Lisa reviews teen literature about transgender identity and acceptance, and shares our Teen GLBTQ Reading List.
by Brian Katcher
Almost Perfect is an almost perfect book which honestly deals with the sometimes hard truths that can accompany friendship, love, and sexuality. Sage is new to school after being homeschooled, and Logan is fresh from a breakup with his long-term girlfriend. The two become friends and, shortly thereafter, something more. When the relationship begins to take tentative steps toward the physical, Sage reveals that she is biologically a boy.
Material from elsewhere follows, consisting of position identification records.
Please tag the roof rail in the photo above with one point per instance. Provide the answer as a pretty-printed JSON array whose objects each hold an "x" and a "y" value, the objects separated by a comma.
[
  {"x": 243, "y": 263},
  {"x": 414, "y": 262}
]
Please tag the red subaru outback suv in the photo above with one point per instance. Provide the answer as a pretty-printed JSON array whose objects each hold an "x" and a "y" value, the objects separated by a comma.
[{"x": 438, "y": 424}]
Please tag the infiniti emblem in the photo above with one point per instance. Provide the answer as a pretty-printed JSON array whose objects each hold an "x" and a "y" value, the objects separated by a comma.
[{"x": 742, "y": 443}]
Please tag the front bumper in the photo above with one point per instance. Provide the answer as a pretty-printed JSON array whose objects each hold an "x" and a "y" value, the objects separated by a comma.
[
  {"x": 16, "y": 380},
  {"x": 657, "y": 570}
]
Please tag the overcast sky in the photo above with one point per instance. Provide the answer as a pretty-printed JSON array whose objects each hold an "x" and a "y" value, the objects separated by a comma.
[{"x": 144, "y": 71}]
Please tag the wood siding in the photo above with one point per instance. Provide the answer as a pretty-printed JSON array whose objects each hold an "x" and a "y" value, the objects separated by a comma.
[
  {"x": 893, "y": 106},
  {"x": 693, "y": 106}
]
Logan, initially angry, tries to understand his attraction to Sage and what it might mean about his own sexuality. The author captures the emotions of what both characters are feeling so convincingly that when I wasn’t reading the book I found my mind wandering back to the pages, worrying how these two would resolve their feelings for one another.
by Katie Rain Hill
Katie Rain Hill, a college student at the University of Tulsa, has bravely penned a very candid memoir about her transition from Luke to Katie at the age of 15. Thanks to journals, stories, and other materials she kept as a child, she was able to recall much about her younger self and share the story of what it felt like to be in the wrong gender. She talks about the discomfort she felt in her body from a very young age, her attraction to boys, and the ever widening gap of understanding between herself and her parents, particularly her father. She maintains her searing honesty as she talks about the teasing she experienced in elementary school, dating in high school and later in college, and her friendships with other girls. Katie walks the reader through her first tentative steps toward living as a girl, through gender-reassignment surgery, and ultimately to her life beyond her parents’ home.
by Ami Polonsky
Ami Polonsky’s short novel deals with a number of very serious issues in relatively few pages. She tackles the loss of a young child’s parents, bullying, and transgenderism without making the reader feel overwhelmed. Grayson is in sixth grade and has learned that it is best to remain as quiet and as invisible as possible to avoid the scrutiny of other people. Grayson has long known that while she is outwardly a boy, she is in every other way a girl. But without anyone in whom she can confide, she suffers in silence and intense loneliness. In a surprise move, Grayson decides to audition for the school play for the part of Persephone. She does it for the opportunity to wear a beautiful gown and let other people see her as she really is, at least for the duration of the play. Grayson’s bravery forces the adults in her life, and her peers, to examine and judge themselves rather than her.
Additional GLBTQ Reading
I’ll Give You the Sun by Jandy Nelson
Fraternal twins and burgeoning artists Jude and Noah are inseparable until puberty hits and they find themselves competing for boys, a spot at an exclusive art school, and their parents’ affections. Told in alternating perspectives and time lines, with Noah’s chapters taking place when they are 13 and Jude’s when they are 16, this novel explores how it’s the people closest to us who have the power to both rend us utterly and knit us together. – – School Library Journal
Fan Art by Sarah Tregay
“High school senior Jamie has a crush on his best friend and finds ways to share that news with the help of several friends.”– Provided by publisher
Afterworlds by Scott Westerfeld
In alternating chapters, eighteen-year-old Darcy Patel navigates the New York City publishing world and Lizzie, the heroine of Darcy’s novel, slips into the “Afterworld” to survive a terrorist attack and becomes a spirit guide, as both face many challenges and both fall in love.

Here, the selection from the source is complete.